Throughout the holiday season, wine, spirits, and beer gift baskets adorned with the right decorative touches present golden opportunities for retailers. Stores are dedicating counter space and manpower to focus solely on making and selling the baskets. Listening to customers and providing them with exactly what they want in spectacular fashion are the keys to this trade.
At Haskell’s in downtown Minneapolis, gift baskets are displayed throughout the store to create a cheerful ambience and boost sales. “We have one area with ten different baskets to choose from, but we also put baskets around the store,” says Jack Farrell, Haskell’s chairman and CEO. “They make the store look more festive.”
Whether pre-made or designed by customers themselves at a retail venue, the holiday season is show time for gift baskets. “We’re selling more pre-made baskets than we are custom baskets now because we’ve zoned in on a price point,” says Christian Navarro, president and principal of Wally’s Wine & Spirits in Beverly Hills and Santa Monica, California. “We spend a lot of time designing baskets to make transactions quicker and easier for our customers.”
Wally’s offers 22 pre-made gift baskets, ranging in price from $40 for the Lola basket—which includes the 2016 Lola Chardonnay—to $20,000 for the Beyond Compare Basket, featuring nine bottles of fine and rare wines.
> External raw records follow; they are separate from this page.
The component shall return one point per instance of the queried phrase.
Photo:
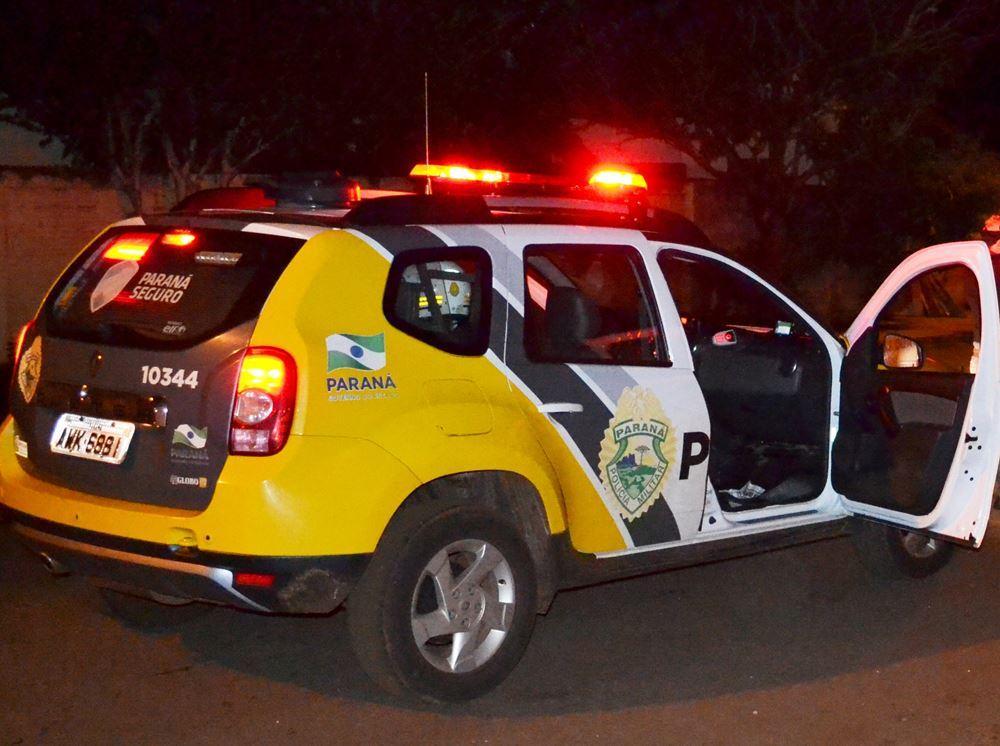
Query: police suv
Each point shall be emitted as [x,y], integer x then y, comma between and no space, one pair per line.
[445,408]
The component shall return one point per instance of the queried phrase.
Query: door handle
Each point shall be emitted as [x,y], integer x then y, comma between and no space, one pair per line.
[560,407]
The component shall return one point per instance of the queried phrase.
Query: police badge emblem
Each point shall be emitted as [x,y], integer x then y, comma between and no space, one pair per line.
[634,452]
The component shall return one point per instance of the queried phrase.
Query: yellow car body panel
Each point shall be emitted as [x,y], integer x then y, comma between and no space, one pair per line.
[353,456]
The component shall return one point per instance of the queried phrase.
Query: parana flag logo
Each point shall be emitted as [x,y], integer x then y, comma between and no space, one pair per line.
[355,351]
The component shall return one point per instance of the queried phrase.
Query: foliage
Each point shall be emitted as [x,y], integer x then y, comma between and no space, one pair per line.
[840,128]
[822,119]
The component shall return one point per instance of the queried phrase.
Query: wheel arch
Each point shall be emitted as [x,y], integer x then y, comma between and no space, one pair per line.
[510,496]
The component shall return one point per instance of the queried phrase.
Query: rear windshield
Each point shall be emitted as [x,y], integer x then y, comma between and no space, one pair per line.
[166,288]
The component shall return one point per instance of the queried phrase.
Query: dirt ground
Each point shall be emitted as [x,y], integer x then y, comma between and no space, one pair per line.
[791,646]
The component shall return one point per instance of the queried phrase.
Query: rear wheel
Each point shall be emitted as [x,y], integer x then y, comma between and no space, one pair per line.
[447,605]
[890,552]
[146,614]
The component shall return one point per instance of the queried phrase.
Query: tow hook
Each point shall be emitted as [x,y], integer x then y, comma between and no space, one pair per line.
[54,566]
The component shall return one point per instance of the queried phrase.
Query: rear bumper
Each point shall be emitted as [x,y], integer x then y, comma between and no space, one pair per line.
[301,585]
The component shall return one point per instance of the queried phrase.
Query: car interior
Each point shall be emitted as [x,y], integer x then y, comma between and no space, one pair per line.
[765,375]
[905,390]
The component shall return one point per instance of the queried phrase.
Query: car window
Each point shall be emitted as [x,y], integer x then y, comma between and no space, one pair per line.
[711,296]
[589,304]
[156,288]
[940,311]
[442,297]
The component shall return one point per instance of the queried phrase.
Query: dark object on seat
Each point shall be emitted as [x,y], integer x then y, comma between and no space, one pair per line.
[570,320]
[794,489]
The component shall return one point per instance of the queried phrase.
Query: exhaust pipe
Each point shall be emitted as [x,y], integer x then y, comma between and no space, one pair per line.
[54,566]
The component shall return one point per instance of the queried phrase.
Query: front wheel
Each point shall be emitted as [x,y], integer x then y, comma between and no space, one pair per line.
[447,605]
[891,553]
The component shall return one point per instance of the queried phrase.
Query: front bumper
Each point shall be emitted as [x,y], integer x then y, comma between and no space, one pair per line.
[301,585]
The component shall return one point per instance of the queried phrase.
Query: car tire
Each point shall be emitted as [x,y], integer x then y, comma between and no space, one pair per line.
[146,614]
[405,621]
[892,553]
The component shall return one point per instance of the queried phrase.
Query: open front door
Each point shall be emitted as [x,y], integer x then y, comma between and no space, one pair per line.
[918,444]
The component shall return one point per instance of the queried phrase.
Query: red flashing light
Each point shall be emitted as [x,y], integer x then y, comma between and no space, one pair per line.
[264,404]
[617,178]
[179,238]
[458,172]
[254,579]
[130,246]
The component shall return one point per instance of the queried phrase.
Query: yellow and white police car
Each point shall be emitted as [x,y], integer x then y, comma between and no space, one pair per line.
[445,408]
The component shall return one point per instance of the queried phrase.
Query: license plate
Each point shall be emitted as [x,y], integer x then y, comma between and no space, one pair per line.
[92,438]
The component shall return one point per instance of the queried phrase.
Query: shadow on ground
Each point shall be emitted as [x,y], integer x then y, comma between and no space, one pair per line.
[795,615]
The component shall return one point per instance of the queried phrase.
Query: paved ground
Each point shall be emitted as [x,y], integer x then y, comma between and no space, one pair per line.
[796,645]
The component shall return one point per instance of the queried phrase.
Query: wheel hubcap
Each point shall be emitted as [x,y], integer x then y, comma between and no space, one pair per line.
[919,545]
[463,606]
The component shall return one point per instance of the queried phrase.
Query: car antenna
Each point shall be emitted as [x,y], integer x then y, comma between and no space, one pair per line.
[427,133]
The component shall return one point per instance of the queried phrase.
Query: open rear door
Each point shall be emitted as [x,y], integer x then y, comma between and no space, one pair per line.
[917,445]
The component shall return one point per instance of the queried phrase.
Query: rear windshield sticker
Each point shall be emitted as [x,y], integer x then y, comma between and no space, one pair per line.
[112,283]
[158,287]
[20,446]
[220,258]
[29,369]
[154,375]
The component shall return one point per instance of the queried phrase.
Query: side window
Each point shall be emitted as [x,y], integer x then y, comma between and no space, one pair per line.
[712,296]
[589,304]
[442,297]
[939,311]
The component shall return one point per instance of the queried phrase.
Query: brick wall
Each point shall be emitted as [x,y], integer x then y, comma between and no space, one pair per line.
[44,221]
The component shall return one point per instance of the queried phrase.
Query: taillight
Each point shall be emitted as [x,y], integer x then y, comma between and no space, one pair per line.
[130,246]
[178,238]
[264,404]
[19,344]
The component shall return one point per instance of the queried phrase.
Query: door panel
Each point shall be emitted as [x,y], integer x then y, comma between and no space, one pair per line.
[914,446]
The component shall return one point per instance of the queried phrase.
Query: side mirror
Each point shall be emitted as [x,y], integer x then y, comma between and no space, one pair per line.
[901,352]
The biggest seller, however, is the Bordeaux Direct Basket ($200), which has six bottles of red wine and assorted gourmet food. “We listen to the customer and curate items we feel are going to resonate long term with them,” Navarro says.
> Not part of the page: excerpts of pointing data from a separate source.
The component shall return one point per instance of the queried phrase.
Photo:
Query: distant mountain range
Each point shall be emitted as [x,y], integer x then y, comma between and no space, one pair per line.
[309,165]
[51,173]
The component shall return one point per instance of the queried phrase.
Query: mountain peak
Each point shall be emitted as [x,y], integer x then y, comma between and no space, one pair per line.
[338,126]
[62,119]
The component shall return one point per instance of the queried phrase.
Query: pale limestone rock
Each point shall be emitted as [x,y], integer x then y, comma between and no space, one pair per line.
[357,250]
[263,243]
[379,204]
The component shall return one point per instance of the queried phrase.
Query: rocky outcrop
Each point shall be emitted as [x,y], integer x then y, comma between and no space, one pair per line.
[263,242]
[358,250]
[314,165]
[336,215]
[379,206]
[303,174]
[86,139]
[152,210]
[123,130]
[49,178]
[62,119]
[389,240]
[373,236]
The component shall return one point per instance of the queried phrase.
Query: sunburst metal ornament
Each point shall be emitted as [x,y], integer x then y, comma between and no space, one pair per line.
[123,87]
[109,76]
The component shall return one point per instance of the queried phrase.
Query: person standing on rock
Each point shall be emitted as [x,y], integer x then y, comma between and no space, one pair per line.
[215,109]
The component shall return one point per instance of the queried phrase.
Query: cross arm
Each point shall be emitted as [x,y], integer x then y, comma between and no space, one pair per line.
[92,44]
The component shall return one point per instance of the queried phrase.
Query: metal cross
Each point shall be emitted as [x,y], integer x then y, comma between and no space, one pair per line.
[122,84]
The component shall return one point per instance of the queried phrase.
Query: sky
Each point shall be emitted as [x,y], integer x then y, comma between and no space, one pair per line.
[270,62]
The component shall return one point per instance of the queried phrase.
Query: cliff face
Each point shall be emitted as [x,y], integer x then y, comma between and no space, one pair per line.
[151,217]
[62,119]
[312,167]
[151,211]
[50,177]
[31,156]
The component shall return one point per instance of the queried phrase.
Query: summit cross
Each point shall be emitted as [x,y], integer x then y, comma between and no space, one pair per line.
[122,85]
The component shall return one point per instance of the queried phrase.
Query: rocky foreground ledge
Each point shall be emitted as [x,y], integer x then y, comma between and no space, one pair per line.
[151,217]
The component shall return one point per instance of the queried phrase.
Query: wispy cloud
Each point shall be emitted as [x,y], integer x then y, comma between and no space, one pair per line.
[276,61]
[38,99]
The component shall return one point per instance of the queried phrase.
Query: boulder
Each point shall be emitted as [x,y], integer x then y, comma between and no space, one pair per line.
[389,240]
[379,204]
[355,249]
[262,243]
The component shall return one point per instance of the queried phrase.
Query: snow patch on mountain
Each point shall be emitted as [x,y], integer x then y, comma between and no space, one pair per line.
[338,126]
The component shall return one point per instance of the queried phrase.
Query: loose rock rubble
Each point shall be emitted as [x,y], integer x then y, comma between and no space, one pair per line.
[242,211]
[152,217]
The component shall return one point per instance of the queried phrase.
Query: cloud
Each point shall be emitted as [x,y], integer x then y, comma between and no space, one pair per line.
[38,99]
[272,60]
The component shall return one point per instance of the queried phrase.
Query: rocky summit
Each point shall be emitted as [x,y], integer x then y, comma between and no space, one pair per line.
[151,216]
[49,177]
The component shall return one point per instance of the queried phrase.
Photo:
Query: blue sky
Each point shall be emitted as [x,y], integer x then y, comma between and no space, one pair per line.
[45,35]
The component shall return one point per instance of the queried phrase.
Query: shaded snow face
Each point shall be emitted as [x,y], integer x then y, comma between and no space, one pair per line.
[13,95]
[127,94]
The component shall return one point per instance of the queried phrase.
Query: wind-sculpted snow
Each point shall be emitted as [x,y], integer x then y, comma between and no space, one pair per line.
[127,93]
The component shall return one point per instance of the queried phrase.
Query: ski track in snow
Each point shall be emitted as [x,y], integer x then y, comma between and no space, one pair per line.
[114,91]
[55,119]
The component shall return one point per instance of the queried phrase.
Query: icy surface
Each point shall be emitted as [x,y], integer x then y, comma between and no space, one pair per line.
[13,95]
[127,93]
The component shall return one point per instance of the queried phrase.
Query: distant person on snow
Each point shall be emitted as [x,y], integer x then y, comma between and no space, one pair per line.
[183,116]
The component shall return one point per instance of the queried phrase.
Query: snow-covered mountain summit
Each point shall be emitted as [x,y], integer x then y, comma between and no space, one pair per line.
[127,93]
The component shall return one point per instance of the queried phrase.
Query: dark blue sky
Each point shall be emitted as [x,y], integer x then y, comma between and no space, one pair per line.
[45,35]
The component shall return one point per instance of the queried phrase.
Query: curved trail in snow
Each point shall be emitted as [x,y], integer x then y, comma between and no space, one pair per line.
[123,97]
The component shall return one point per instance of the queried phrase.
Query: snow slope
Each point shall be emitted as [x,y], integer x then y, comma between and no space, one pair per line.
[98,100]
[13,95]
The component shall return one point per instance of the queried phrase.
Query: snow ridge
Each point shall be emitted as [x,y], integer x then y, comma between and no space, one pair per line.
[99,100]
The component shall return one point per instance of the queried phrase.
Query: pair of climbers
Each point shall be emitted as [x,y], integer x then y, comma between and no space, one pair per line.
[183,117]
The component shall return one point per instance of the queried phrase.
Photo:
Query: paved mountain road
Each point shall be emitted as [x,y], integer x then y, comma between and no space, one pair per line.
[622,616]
Other large sellers at Wally’s include the Dynamic Duo ($90)—featuring Newton Vineyards’ 2016 Claret Red Label Skyside and 2017 Chardonnay—and the Icon Basket ($250), which boasts a bottle of 2006 Dom Pérignon Champagne, hand-crafted chocolates, and gourmet food. The Hibiki Basket ($200), which features the Japanese whisky of the same name, is also popular. “People are gravitating toward quality over quantity,” says Navarro.
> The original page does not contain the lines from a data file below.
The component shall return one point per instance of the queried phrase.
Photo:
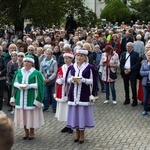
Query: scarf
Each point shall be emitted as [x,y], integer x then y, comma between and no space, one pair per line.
[46,63]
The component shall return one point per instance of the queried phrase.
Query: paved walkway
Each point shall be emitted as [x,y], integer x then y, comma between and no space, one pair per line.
[118,127]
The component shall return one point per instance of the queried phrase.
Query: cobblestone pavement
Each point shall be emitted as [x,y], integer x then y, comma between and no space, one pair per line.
[117,127]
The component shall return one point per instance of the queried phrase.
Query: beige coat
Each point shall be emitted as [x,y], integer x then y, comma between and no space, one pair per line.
[114,60]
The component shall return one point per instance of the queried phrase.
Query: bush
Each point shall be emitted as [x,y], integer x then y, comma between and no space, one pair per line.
[116,11]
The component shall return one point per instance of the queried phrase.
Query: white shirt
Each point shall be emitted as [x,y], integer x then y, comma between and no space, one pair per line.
[127,63]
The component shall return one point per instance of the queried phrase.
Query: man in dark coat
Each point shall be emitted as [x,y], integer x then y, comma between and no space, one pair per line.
[125,40]
[129,65]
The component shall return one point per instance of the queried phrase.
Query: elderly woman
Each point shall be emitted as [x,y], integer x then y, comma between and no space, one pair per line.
[82,77]
[48,68]
[27,91]
[60,93]
[145,73]
[31,51]
[2,80]
[110,62]
[11,48]
[11,69]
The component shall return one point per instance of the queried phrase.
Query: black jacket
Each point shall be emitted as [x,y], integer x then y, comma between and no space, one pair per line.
[134,62]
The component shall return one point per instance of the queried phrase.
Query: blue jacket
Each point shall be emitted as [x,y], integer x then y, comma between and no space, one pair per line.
[144,72]
[98,58]
[134,61]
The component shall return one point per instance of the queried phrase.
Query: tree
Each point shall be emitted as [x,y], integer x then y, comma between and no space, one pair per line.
[109,1]
[116,11]
[141,9]
[43,13]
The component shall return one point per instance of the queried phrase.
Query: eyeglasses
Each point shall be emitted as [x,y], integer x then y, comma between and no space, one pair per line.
[20,56]
[27,61]
[30,50]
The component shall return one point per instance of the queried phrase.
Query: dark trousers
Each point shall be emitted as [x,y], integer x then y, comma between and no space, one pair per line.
[133,82]
[2,86]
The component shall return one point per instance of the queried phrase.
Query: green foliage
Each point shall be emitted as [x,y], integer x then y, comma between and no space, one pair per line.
[141,9]
[116,11]
[44,13]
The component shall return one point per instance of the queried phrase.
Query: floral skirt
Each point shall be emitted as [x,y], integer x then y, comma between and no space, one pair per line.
[62,111]
[29,118]
[80,117]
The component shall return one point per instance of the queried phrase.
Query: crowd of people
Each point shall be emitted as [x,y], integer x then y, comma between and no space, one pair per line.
[40,68]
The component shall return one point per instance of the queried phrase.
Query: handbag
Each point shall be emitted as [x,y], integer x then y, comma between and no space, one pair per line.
[113,75]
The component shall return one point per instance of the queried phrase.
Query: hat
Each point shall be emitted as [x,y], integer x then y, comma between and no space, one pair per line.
[29,58]
[82,51]
[69,55]
[21,53]
[13,52]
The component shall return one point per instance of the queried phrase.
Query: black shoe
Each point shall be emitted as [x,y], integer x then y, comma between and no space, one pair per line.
[126,102]
[134,104]
[70,130]
[76,140]
[10,109]
[46,109]
[65,129]
[30,138]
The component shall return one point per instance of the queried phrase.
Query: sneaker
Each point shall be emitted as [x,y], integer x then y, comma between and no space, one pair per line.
[2,113]
[106,101]
[114,102]
[12,112]
[144,113]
Wally’s also specializes in custom-made baskets. “In our stores we have a lot of wine specialists who are knowledgeable on how to do custom designs and help a customer curate their own basket,” Navarro says. “We have had people bring in Rolex watches and we integrate those. There are a lot of interesting combinations.”
At each of Haskell’s 12 stores in Minnesota, at least one person is dedicated to making gift baskets. “The holiday season is a big time for baskets, and 80%-85% of our baskets are sold between Thanksgiving and the first of the year,” says Farrell. “They are popular not only for wine, which is how we originally started the baskets. The spirits and beer baskets sell tremendously well, too.”
Haskell’s offers more than a dozen pre-made baskets ranging in price from $30 for the Italian Wine Basket to $126 for the Italian Gourmet Basket. Farrell anticipates Haskell’s will sell 5,000-6,000 baskets this holiday season. He expects the Moscow Mule Basket ($75)—which includes two Admiral Moscow Mule copper mugs, a 750-ml. bottle of Le Beau vodka, and four bottles of Cock-N-Bull ginger beer—will be a big seller. The 12 Bottle Beer Basket ($35)—an assortment of a dozen craft offerings—is one of Haskell’s biggest sellers. “Anybody can do baskets, but ours have a wide variety and our service is unrivaled,” Farrell says.
The chain’s Prosecco basket ($30), which features bottles of Casa Farrelli and Cavatina, is also very popular. “We put great wine in there, but what appeals to people is the glitter of the baskets,” Farrell says. “So we are long on that.”